Jade Chuyu Xiong MFA EDA ‘21: “Mutual Players”
Jade Chuyu Xiong’s film “Mutual Players” juxtaposes movie clips from early English films that feature actors of Chinese descent in Chinese roles. By reediting the original footage, Xiong aims to craft a new narrative that challenges the stereotypical ways in which Asian and Asian American actors are portrayed in Western cinema.
This is part of a series showcasing the work of the MFA in Experimental and Documentary Arts Class of 2021. Learn more about the program and its graduating cohort here. For this installment, Stanley Abe, associate professor of art and art history, interviews Jade Chuyu Xiong MFA EDA ‘21.
Can you talk about what led you to your thesis project?
As an international, I’ve always had an interest in how people like me are presented in U.S. popular culture. It was during my time in college when I experienced a slowly-forming realization that people like me are not really shown in the popular culture here. I had this contradictory feeling that while we talk a lot about diversity and respecting cultures, and see so many Asian students on campus, you don’t see them on big screens or elsewhere in the media. That contradiction was my starting point, but I also turned to this idea because I always had an interest in archival materials. I was trying to explore my family archive for the thesis project, but I couldn’t go back home to China due to the pandemic, so I turned to someone else’s archives.
Can you talk about the process of making the film?
I wanted to compose a collage film from English language movies that feature only actors of Chinese descent and try to construct a narrative different from the dominant ones that always ostracize them. I realized that it is difficult to put together clips of Chinese actors in western films, because there were rare, and their roles were limited, but I thought that a seemingly awkward, illogical montage might call attention to the fact that many of those roles were designed to dehumanize and suggest the “differing” characters of Chinese.
“In the end, I was trying to create a feeling and evoke emotional responses rather than trying to make a statement.”
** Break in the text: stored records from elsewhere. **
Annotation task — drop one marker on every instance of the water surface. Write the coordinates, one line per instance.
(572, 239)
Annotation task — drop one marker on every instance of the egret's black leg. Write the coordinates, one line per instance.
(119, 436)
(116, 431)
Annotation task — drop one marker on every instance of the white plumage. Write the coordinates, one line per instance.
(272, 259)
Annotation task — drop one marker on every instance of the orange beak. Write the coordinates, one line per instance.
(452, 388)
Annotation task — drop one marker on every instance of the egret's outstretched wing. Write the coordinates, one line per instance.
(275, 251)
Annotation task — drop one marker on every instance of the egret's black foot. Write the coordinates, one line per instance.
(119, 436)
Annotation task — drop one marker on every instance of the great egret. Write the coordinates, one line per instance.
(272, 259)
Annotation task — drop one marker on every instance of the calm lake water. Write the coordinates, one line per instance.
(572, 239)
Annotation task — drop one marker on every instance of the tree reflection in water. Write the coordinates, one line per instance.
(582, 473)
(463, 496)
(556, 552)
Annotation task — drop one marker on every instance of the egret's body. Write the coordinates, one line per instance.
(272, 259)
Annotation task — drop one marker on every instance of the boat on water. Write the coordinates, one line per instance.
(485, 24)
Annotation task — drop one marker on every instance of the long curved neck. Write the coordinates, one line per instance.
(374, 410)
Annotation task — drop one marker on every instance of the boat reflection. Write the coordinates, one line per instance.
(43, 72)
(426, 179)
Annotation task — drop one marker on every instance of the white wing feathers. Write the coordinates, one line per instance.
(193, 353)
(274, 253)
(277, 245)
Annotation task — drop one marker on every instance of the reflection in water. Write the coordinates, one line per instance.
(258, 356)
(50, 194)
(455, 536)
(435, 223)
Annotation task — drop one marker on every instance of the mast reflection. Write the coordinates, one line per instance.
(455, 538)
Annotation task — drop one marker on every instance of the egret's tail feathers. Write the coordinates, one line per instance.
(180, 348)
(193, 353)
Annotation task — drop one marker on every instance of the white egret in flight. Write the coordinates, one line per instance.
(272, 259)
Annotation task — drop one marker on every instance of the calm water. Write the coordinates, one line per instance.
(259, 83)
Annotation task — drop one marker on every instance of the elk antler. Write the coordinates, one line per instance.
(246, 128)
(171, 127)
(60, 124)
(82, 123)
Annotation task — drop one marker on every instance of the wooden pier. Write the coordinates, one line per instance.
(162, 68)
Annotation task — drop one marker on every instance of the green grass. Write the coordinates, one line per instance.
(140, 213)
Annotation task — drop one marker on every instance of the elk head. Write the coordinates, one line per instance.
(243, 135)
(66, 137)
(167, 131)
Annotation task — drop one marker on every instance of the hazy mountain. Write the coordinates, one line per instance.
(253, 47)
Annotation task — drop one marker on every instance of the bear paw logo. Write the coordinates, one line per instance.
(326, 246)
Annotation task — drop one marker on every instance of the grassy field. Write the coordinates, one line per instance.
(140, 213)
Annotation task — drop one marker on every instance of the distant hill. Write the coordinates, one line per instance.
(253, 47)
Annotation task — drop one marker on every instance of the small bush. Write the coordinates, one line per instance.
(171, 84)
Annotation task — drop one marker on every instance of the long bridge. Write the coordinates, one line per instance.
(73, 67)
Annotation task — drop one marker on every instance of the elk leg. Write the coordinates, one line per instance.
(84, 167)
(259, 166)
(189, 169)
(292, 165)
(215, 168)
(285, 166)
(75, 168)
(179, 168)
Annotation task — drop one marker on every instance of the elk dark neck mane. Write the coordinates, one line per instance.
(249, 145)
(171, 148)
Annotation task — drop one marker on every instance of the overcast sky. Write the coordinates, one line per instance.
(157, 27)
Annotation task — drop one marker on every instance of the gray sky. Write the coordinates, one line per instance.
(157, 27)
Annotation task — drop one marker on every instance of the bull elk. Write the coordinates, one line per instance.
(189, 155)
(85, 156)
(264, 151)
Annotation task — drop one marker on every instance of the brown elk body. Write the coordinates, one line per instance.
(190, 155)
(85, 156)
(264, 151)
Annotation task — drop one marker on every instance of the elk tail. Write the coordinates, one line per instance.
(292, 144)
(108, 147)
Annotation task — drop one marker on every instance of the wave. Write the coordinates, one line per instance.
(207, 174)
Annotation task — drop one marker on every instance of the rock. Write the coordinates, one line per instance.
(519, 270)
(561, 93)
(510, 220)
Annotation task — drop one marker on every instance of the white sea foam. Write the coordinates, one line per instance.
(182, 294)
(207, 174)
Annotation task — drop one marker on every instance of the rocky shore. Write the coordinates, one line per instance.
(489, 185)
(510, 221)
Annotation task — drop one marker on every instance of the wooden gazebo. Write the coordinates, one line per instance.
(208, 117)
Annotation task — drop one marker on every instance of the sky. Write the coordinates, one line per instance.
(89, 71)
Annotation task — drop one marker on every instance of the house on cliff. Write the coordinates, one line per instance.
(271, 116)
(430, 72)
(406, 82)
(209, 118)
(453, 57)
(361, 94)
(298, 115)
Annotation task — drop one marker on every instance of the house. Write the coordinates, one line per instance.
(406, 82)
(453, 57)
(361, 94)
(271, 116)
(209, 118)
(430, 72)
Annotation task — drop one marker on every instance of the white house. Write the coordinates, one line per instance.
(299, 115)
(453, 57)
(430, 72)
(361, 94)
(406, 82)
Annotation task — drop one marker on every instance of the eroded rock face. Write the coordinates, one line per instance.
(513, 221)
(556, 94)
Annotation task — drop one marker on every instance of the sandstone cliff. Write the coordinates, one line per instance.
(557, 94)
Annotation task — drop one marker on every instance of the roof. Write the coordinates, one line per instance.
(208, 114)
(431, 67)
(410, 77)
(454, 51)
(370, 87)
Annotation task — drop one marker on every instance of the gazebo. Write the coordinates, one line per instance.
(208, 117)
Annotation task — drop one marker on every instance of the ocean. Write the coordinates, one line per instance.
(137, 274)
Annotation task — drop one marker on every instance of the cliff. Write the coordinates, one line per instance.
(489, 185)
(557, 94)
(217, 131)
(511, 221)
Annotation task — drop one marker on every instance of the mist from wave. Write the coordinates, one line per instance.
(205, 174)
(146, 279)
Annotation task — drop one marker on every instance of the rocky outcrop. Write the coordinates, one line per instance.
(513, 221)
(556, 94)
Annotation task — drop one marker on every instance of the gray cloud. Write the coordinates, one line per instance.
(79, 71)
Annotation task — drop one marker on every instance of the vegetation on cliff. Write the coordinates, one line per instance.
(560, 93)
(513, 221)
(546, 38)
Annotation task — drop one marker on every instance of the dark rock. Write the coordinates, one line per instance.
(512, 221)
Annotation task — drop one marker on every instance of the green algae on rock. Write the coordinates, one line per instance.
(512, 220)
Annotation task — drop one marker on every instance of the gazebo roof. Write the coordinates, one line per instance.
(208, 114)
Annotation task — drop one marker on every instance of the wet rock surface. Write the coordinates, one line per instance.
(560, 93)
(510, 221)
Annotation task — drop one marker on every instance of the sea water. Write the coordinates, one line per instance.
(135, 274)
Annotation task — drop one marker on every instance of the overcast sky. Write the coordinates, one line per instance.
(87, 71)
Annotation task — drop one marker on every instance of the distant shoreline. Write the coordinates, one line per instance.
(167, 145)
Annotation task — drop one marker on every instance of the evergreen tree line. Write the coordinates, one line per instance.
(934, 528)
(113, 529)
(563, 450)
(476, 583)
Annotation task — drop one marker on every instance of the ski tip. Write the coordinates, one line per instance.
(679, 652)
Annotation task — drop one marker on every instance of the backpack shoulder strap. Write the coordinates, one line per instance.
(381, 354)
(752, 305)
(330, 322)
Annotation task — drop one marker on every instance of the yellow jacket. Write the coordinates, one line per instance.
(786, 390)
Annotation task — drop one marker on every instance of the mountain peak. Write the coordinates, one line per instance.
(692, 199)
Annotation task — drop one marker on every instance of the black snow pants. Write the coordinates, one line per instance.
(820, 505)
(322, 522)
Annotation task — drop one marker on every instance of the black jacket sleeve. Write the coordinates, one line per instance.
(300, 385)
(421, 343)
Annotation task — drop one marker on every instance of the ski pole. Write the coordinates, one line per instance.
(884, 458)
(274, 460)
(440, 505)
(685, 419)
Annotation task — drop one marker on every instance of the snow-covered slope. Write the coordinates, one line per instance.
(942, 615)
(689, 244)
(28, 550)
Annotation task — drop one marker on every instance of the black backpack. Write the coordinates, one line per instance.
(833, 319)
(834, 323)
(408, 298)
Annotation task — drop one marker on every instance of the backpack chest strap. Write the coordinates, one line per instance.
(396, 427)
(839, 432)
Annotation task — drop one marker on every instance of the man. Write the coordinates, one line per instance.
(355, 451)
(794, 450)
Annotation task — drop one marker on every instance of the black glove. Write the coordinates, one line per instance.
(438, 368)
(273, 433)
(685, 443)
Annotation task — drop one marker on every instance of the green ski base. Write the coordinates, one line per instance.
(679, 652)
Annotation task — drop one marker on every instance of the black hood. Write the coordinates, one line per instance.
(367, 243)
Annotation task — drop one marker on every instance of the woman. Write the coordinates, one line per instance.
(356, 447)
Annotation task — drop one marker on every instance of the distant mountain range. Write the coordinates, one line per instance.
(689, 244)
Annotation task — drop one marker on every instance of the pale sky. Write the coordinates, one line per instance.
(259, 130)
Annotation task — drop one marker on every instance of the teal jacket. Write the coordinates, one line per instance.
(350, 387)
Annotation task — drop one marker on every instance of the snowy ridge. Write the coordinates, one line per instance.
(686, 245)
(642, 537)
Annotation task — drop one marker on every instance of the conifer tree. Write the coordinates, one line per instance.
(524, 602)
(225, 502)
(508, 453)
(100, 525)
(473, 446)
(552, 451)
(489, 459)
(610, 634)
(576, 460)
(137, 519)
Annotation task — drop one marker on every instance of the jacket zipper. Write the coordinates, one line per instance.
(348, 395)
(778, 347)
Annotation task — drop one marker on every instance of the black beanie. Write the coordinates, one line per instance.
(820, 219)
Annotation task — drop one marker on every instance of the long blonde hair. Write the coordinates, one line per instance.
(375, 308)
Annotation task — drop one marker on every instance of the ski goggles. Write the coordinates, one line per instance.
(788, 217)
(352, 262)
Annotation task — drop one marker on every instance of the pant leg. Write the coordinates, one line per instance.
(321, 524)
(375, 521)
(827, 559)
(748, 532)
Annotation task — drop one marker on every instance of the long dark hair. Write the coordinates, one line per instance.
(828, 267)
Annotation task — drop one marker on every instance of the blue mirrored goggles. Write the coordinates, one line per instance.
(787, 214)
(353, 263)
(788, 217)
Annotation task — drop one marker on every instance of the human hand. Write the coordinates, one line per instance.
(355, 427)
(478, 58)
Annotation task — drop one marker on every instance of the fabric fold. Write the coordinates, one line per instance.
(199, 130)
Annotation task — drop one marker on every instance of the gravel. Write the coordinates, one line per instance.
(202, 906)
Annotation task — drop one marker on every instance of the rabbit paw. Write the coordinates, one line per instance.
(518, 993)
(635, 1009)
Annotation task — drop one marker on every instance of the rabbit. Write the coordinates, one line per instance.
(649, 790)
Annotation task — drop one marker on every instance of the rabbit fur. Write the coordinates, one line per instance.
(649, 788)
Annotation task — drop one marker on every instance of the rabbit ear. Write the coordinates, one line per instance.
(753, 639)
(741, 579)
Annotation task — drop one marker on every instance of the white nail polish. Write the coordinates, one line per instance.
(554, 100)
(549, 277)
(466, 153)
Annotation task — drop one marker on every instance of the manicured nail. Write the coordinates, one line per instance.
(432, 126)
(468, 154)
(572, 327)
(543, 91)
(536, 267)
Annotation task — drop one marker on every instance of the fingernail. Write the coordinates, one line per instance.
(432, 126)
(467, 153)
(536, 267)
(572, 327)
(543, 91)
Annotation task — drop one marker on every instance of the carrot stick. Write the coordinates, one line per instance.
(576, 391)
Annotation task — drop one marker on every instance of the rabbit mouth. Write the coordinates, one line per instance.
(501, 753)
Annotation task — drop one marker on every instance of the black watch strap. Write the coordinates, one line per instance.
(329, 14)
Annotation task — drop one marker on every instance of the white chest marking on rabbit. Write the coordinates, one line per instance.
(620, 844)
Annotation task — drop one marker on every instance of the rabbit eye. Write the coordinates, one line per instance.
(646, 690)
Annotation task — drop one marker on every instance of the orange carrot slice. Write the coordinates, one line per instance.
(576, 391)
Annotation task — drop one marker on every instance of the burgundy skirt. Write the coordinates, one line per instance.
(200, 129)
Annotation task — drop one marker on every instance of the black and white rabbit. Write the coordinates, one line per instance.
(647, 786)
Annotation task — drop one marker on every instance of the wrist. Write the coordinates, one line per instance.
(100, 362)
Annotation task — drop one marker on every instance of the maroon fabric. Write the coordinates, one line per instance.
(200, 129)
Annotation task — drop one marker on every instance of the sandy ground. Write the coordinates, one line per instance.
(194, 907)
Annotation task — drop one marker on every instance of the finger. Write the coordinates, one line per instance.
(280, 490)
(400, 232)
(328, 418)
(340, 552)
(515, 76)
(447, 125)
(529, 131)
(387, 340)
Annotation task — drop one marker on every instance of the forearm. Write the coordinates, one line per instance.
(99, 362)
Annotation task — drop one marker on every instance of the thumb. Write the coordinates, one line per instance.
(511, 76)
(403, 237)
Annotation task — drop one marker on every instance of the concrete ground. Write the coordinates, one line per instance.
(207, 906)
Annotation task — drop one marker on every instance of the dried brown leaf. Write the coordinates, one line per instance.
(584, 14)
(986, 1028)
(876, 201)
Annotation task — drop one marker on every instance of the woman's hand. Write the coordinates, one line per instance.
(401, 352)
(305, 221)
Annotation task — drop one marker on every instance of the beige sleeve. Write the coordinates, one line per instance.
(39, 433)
As a filmmaker, how do you take what you have learned through your research and determine how much of it to convey to the viewers?
I became fascinated by the personal lives of the actors in my film and spent quite some time learning about their life trajectories. I am curious about their experience being Chinese in this country, at different historical moments, in that particular industry. However, I wasn’t even sure that I did the right thing, researching and digging so deep into the individual lives of those actors. I was worried at one point that if I studied too much about their lives, I would mix up their lives and their art, mixing real life with representation. In the end, I was trying to create a feeling and evoke emotional responses rather than trying to make a statement.
That’s a kind of problem that can come up in almost any kind of documentary. Your film is not a documentary, but it has similar kind of relationship between you and the people you’re showing. You’re editing them, and choosing what they say or what they don’t say. That representation is a big responsibility that also carries over to the use of language in the source films, and in your assemblage. It raises a question of who understands, and who identifies.
I try to carry an insider/outsider, mixed-up identity all the way through my film. I underwent a significant personal growth since I came here for college, and in that sense, I sometimes feel like an “insider.” At the same time, I know I’m an outsider in many other aspects, and I’m okay with this. I have a similar contradictory feeling every time I go back to China as well. I hope that feeling of being a wanderer is translated in my film, as that was what I constantly experienced during my process. For example, since I work on old movies that feature Chinese actors originally from various places in Southern China, when editing, I sometimes didn’t understand some of the old English, and sometimes didn’t understand the Chinese dialects, but I somehow identified without always understanding.
In your film, you have moved the Chinese actors to the center, but you’ve also shown us how they were intended to be shown. I think that’s why your film is successful. It has both.
There is no singular story to either the Chinese characters on the screen, the actors’ real lives off screen, or the culture they represent. For me, making this work is important as it explores the unrepresentable and the uninterpretable across time and space, that define and summarize my cross-cultural experience itself. I hope that’s a lingering thought when people leave the exhibit.